« Dans la manière dont il a mené la réforme des pensions, le pouvoir français a simplement oublié un fait colossal : la crise de 2008 » : c’est le sociologue du travail, Henri Vacquin qui le note dans « Le Monde ». Et Henri Vaquin, qui est par ailleurs souvent intervenu pour débloquer des conflits , ajoute cet élément d’analyse essentiel : « Après trente ans de mutation du travail et de l’emploi, vécus avec fatalisme, cette crise a suscité dans l’opinion, à côté d’un sentiment d’injustice, un sentiment d’immoralité des valeurs qui ont porté l’ultralibéralisme : la rapacité au gain comme moteur de l’histoire, l’individu au détriment de l’appartenance collective et dans l’entreprise, le supposé contrat qui met a égalité de dignité le dirigeant et le dirigé ».

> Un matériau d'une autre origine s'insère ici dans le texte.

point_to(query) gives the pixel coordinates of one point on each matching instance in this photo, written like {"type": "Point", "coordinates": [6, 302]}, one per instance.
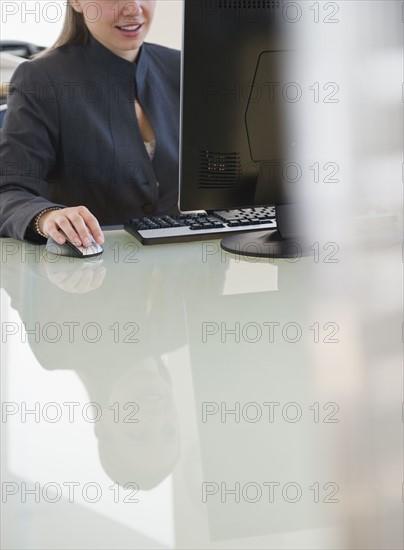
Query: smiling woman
{"type": "Point", "coordinates": [91, 133]}
{"type": "Point", "coordinates": [121, 26]}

Un autre penseur, parmi les plus féconds de la sociologie contemporaine, Louis Chauvel, ajoute une autre dimension fondamentale du conflit actuel. Il s’exprime, également dans le Monde et déjà hier aussi dans « Le Soir », notamment sur les inégalités générationnelles qui sont au centre de ses travaux. Chauvel note que l’intervention des jeunes dans le mouvement contre la réforme des retraites exprime un malaise qui va bien au-delà. Mais la société, ajoute-t-il, semble se tromper de priorité. C’est le retour au plein emploi, la résorption de la précarité et la revalorisation des diplômes qui devraient être les objectifs premiers plutôt que le maintien de la retraite à 60 ans qui est insoutenable à long terme. Et il insiste sur cette injustice dramatique et riche d’autres conflits : « les sexagénaires n’ont jamais été aussi riches alors que les jeunes qui arrivent sur le marché du travail n’ont jamais eu un niveau de vie aussi bas. Les jeunes générations sont aujourd’hui la variable d’ajustement de l’Etat social, ajoute Chauvel.

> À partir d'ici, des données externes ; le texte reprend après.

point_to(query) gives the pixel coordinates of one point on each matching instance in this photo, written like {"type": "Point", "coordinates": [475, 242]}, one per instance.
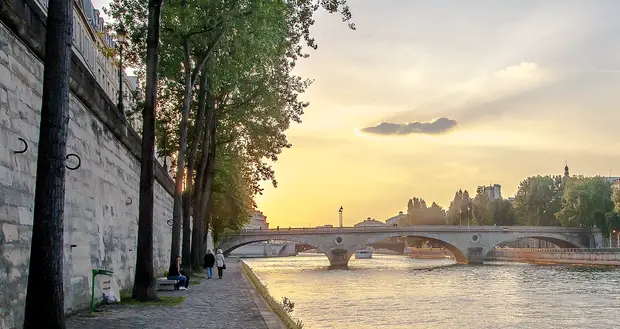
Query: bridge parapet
{"type": "Point", "coordinates": [468, 244]}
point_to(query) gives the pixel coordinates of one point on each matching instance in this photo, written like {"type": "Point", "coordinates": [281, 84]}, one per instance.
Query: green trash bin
{"type": "Point", "coordinates": [92, 293]}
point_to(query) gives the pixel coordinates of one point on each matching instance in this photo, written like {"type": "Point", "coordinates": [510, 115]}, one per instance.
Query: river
{"type": "Point", "coordinates": [400, 292]}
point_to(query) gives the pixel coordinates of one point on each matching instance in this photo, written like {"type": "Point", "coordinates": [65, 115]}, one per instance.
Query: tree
{"type": "Point", "coordinates": [501, 213]}
{"type": "Point", "coordinates": [45, 296]}
{"type": "Point", "coordinates": [586, 202]}
{"type": "Point", "coordinates": [144, 283]}
{"type": "Point", "coordinates": [247, 50]}
{"type": "Point", "coordinates": [615, 197]}
{"type": "Point", "coordinates": [481, 212]}
{"type": "Point", "coordinates": [460, 210]}
{"type": "Point", "coordinates": [538, 199]}
{"type": "Point", "coordinates": [419, 214]}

Et il est vrai qu’après avoir subi le chômage de masse, ces mêmes jeunes verront leurs pensions menacées. Double injustice qui laissera des traces profondes et provoquera d’autres révoltes. Quelle que soit l’issue du conflit, l’adoption assurée de la réforme, le pourrissement du mouvement ou sa division, la défaite syndicale, autant de cartes que joue le gouvernement, nul ne peut en prédire les conséquences. Sauf que, comme le note Louis Chauvel, la France est aujourd’hui marquée par une situation sinon prérévolutionnaire du mois très révoltée.